We had a great crowd for the conversation, and even managed to be “Hot” in the schedule.  Thanks to everyone who was able to make it!

Schedule-Hot

Data Day Texas 2015 Recap

Saturday was Data Day Texas (twitter), a single day conference covering a variety of big data topics up at the University of Texas’s conference center.  I went in my HP Helion big data guy role, and my wife Irma went as a python developer and PyLadies ATX organizer.  I’ve written up some notes on the conference for those interested and unable to attend.  As far as I know, there weren’t any recordings made, so this may be more useful than some other more archived conferences.
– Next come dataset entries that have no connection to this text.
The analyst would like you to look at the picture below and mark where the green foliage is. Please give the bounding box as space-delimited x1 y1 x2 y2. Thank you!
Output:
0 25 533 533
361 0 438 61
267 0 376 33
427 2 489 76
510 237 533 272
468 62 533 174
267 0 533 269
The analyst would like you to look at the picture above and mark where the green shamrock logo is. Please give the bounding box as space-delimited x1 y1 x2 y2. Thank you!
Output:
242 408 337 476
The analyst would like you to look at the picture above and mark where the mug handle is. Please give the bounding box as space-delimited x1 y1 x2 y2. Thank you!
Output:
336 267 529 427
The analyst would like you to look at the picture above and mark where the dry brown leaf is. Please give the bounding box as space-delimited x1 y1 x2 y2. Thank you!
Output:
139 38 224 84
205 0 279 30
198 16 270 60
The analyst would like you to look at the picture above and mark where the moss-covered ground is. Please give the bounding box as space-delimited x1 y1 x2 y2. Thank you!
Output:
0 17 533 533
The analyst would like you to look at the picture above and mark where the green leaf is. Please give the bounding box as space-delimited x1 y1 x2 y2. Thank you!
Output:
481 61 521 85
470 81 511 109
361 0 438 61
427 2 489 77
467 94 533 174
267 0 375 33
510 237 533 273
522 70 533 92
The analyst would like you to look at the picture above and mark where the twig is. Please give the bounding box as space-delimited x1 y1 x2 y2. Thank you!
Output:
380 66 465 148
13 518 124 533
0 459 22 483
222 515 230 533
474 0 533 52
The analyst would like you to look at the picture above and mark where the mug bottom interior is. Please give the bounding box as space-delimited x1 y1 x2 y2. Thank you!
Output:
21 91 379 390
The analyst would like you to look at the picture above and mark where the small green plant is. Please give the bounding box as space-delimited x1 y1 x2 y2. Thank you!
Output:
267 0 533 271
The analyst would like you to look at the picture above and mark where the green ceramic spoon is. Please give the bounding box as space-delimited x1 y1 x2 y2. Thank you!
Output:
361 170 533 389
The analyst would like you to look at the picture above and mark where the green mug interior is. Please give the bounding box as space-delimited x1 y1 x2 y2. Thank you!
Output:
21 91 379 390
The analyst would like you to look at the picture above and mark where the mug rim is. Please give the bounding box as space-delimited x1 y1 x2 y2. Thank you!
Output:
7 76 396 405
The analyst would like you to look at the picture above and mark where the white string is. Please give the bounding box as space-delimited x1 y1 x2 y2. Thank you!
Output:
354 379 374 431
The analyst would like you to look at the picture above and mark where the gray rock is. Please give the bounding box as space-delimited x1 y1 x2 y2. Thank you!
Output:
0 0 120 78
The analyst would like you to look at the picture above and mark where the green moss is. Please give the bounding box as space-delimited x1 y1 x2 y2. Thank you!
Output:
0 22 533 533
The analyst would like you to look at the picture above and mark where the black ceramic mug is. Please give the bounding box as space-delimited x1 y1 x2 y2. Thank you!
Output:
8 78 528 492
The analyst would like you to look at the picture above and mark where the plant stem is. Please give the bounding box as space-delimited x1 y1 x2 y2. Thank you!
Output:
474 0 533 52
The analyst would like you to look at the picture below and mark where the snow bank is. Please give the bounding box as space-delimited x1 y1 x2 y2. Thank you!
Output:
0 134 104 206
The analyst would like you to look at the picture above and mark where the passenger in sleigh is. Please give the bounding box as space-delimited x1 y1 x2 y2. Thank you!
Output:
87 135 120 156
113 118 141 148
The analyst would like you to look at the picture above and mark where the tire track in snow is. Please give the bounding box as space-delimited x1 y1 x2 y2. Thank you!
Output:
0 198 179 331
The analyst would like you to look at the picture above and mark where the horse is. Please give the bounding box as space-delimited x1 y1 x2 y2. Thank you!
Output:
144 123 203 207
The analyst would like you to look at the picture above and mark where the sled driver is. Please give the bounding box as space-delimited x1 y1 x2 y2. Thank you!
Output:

The conference was held at the University of Texas’s Conference Center.  It’s a nice facility, and probably appropriate for the number of people, but I think the place they hold Lone Star Ruby’s a little more friendly.  Conference organizers estimated the turnout at about 600 folks.  From what I saw, when presenters asked questions like ‘how many of you are x’, the audience breakdown was something like:

  • 70% app developers (not clear # of big data app vendors vs devs wanting to use big data)
  • 10% data scientists
  • 10% business types
  • 10% ops people

Big takeaways were that landscape immaturity is a big deal, and that’s forcing people to weigh trade-offs between the approaches they think are right, and the ones with the most traction (specific example was samza vs spark streaming at Scaling Data), because nobody wants to commit to building out all the features themselves, or getting stuck with the also-ran.  This is a problem for serious developers who want to architect or build systems with multi-year lifespans.  Kafka got mentioned a lot as a glue piece between parts of data pipelines, both at the front and at the back.  Everybody was talking about Avro and Parquet as best practice formats, and lots of calls not to just throw CSVs into HDFS.  There was a Python Data Science talk that ended on a somewhat gloomy note (the chance to build a core Python big data tool may have passed, and a lot of work will need to be done to stay competitive, slides at http://www.slideshare.net/wesm/pydata-the-next-generation).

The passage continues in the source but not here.